Einen Kochtopf weiter köchelt Polen,
auf das zu schauen sich derzeit lohnt, wenn es um die Fragen nach
Rechtsstaatlichkeit, Gewaltenteilung und Freiheitsrechte im Staat
sowie gegenüber staatlichen Organen geht. Das Parlament wird dort
gerade mit absoluter Mehrheit von der nationalkonservativen PiS
bestimmt.
Norbert Lammert hat vor dem Hintergrund
der aktuellen polnischen Umwälzungen durch die Exekutive und die
Eingriffe in die Besetzung des Verfassungsgerichts in einem Kommentar
in der ZEIT (vom 30.12.2015) betont: "Die verlässliche
Stütze der Freiheit ist gerade deshalb nicht das Mehrheitsprinzip,
sondern der Rechtsstaat, der individuelle Grundrechte sichert, die
nicht zur Disposition stehen, auch nicht für demokratisch gewählte
Mehrheiten." Gerade die deutsche Geschichte habe u.a. mit
die Aufhebung der Gewaltenteilung in den zwei Diktaturen des 20.
Jahrhunderts gezeigt, wie es nicht geht, so dass die
Rechtsstaatlichkeit heute "unverrückbaren Geltungsanspruch
in Deutschland" beansprucht.
Ähnlich ambitioniert und mit den
pathetischen Mitteln des amerikanischen Kinos argumentiert Steven
Spielberg in seinem aktuellen Streifen "Bridge of Spies",
den ich vor ein paar Tagen gesehen habe. Der von Tom Hanks
verkörperte Anwalt Jim Donovan wird vom Drehbuch mit allen Merkmalen
des moralisch integren Akteurs ausgestattet und setzt sich auch über
die ihm auferlegte Pflicht hinaus für seinen Mandanten, den
sowjetischen Spion Rudolf Abel, ein. Und dies auch gegen viele
Widerstände des "Volkszorns", der in ihm einen
Unterstützer der Kommunisten sieht.
Glienicker Brücke, Potsdam, 2012. |
Das Recht auf eine kompetente
Verteidigung ist ihm so wichtig, dass er auch das Ansinnen der CIA
ablehnt, seine Schweigepflicht zu brechen und Informationen seines
Mandanten weiterzugeben.
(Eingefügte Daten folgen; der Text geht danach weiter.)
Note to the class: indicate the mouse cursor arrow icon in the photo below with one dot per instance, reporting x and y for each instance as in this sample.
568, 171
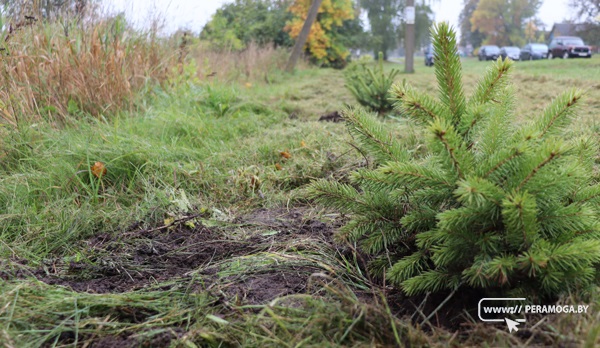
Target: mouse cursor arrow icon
512, 325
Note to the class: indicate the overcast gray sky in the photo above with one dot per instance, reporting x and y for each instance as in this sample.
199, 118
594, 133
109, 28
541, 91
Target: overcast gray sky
193, 14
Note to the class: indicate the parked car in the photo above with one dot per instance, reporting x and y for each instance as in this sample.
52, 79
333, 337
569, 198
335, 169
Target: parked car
429, 55
511, 52
568, 47
534, 51
488, 53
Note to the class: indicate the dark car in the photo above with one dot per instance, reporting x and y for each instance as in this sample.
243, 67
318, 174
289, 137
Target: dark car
511, 52
534, 51
429, 55
568, 47
489, 53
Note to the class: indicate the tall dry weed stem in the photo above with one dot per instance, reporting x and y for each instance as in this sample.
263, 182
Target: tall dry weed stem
52, 72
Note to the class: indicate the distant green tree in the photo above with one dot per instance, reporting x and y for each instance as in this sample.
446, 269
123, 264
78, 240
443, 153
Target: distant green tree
386, 23
503, 21
44, 9
488, 203
467, 34
236, 24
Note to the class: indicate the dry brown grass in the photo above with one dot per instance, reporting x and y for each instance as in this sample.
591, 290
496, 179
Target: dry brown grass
253, 63
50, 72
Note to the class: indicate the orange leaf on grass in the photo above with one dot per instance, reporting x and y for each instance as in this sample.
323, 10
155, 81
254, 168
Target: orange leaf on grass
98, 169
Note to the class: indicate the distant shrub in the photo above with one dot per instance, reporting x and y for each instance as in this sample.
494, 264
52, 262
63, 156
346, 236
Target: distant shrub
370, 85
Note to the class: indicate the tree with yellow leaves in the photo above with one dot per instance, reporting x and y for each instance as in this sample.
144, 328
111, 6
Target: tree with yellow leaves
324, 44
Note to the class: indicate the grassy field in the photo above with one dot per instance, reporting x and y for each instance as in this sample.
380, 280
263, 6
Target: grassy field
198, 234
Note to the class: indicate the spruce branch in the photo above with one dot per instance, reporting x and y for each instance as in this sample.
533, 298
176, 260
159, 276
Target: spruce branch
419, 106
448, 70
559, 113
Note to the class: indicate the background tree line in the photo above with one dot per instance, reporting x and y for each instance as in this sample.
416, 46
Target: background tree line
339, 26
514, 22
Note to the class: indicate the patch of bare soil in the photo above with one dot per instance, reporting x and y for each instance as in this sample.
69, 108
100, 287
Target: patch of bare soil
126, 341
138, 258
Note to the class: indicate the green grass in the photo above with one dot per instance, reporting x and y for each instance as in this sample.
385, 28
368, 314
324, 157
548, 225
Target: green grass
216, 149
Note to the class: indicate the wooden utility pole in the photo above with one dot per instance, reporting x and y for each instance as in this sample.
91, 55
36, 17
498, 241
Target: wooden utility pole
301, 39
409, 37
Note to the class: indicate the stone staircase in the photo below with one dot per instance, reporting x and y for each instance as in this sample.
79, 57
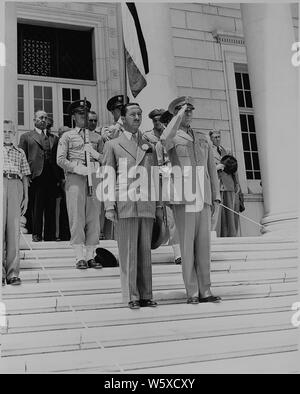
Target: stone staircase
62, 320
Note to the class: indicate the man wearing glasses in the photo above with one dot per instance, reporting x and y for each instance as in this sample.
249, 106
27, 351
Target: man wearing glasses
83, 209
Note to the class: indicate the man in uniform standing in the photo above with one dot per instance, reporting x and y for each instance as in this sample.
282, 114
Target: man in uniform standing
114, 105
83, 210
191, 151
153, 136
134, 217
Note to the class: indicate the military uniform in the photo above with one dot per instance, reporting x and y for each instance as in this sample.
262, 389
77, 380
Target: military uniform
15, 167
83, 210
189, 150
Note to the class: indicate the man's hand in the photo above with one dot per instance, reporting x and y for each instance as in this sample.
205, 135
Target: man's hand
111, 215
24, 206
80, 169
88, 148
159, 213
215, 206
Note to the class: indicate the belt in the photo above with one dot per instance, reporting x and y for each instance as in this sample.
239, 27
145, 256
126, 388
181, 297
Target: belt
11, 176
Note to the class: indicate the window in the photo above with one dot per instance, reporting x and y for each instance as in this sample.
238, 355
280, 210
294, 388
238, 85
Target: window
43, 99
54, 52
246, 113
69, 95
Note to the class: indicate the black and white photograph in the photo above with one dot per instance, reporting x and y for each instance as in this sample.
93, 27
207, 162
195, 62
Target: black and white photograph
150, 190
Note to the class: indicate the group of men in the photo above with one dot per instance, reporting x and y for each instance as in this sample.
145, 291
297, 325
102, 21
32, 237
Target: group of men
82, 153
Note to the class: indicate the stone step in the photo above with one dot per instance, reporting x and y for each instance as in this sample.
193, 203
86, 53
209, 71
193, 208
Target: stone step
54, 303
121, 316
280, 363
165, 254
160, 354
40, 275
166, 281
144, 332
217, 265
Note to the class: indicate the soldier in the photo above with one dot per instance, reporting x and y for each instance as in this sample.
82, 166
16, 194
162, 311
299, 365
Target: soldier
153, 136
83, 210
15, 200
192, 151
114, 105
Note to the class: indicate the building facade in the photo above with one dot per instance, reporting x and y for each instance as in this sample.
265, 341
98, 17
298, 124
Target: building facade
58, 52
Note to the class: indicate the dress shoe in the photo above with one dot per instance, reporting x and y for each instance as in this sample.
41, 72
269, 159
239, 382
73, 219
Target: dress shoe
36, 238
94, 264
210, 298
148, 303
14, 281
193, 300
81, 265
134, 305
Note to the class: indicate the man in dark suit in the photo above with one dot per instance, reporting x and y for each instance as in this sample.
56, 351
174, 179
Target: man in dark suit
40, 148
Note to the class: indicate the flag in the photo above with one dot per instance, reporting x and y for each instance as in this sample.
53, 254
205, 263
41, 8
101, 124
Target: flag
136, 56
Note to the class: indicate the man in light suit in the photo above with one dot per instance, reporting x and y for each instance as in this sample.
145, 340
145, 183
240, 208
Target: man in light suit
133, 216
40, 147
188, 151
225, 222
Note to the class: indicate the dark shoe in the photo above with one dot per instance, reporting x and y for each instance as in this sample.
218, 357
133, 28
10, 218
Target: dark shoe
193, 300
94, 264
134, 305
81, 265
210, 299
148, 303
36, 238
14, 281
178, 261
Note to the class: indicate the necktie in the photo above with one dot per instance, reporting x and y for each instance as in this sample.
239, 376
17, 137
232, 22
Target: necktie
135, 138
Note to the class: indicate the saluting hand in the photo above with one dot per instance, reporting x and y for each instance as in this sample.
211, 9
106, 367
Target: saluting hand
111, 215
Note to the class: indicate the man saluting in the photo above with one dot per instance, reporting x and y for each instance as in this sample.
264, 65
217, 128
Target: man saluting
83, 209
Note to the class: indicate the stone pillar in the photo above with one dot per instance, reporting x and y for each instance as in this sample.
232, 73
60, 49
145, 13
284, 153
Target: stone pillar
11, 72
269, 36
161, 84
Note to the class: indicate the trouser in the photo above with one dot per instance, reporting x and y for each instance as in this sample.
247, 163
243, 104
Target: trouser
43, 204
83, 211
194, 236
12, 199
134, 242
228, 219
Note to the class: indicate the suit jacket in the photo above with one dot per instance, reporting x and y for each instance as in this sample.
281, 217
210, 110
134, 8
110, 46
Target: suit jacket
122, 155
227, 181
32, 144
192, 151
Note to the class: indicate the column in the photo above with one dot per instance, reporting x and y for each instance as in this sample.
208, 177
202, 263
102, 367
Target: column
269, 36
10, 84
161, 86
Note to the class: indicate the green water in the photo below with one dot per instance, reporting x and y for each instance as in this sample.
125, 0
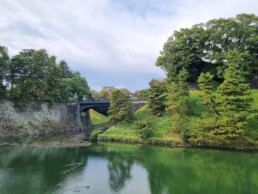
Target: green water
121, 168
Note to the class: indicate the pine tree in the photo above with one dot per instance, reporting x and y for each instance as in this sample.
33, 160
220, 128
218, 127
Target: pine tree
208, 88
178, 100
120, 106
234, 98
156, 101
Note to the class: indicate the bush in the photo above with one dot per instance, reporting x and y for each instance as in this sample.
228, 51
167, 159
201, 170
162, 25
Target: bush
185, 134
143, 128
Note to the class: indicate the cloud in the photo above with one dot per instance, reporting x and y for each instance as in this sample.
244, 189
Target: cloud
113, 41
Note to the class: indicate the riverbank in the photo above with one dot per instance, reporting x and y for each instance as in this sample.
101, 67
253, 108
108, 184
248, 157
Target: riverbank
65, 140
149, 129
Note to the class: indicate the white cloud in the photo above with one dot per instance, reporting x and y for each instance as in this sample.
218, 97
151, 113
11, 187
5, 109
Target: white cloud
118, 37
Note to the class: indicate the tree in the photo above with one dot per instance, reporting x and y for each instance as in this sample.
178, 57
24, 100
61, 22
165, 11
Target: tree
34, 75
29, 75
156, 101
234, 99
142, 94
120, 106
178, 100
4, 59
204, 47
208, 89
105, 91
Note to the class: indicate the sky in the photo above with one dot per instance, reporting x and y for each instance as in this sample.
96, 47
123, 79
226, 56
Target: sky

Die zynisch-pragmatische Aussage des
CIA-Agenten, dass er kein Regelwerk ("rulebook") brauche,
kontert er sinngemäß: Sie als US-Amerikaner deutscher Abstammung
und ich als US-Amerikaner irischer Abstammung haben nicht viel
gemein, aber als US-Amerikaner haben wir die gleichen
verfassungsgemäßen Rechte, also ist die Verfassung unser Regelwerk.
Diese Verfassung (und in der Konsequenz eine ordnungsgemäße
Verteidigung), so erklärt er später in einer Grundsatzrede, sei es,
die wir als rechtsstatliche Basis (im Übrigen auch für die Feinde
dieses Staates!) brauchen, um uns von den Sowjets abzuheben.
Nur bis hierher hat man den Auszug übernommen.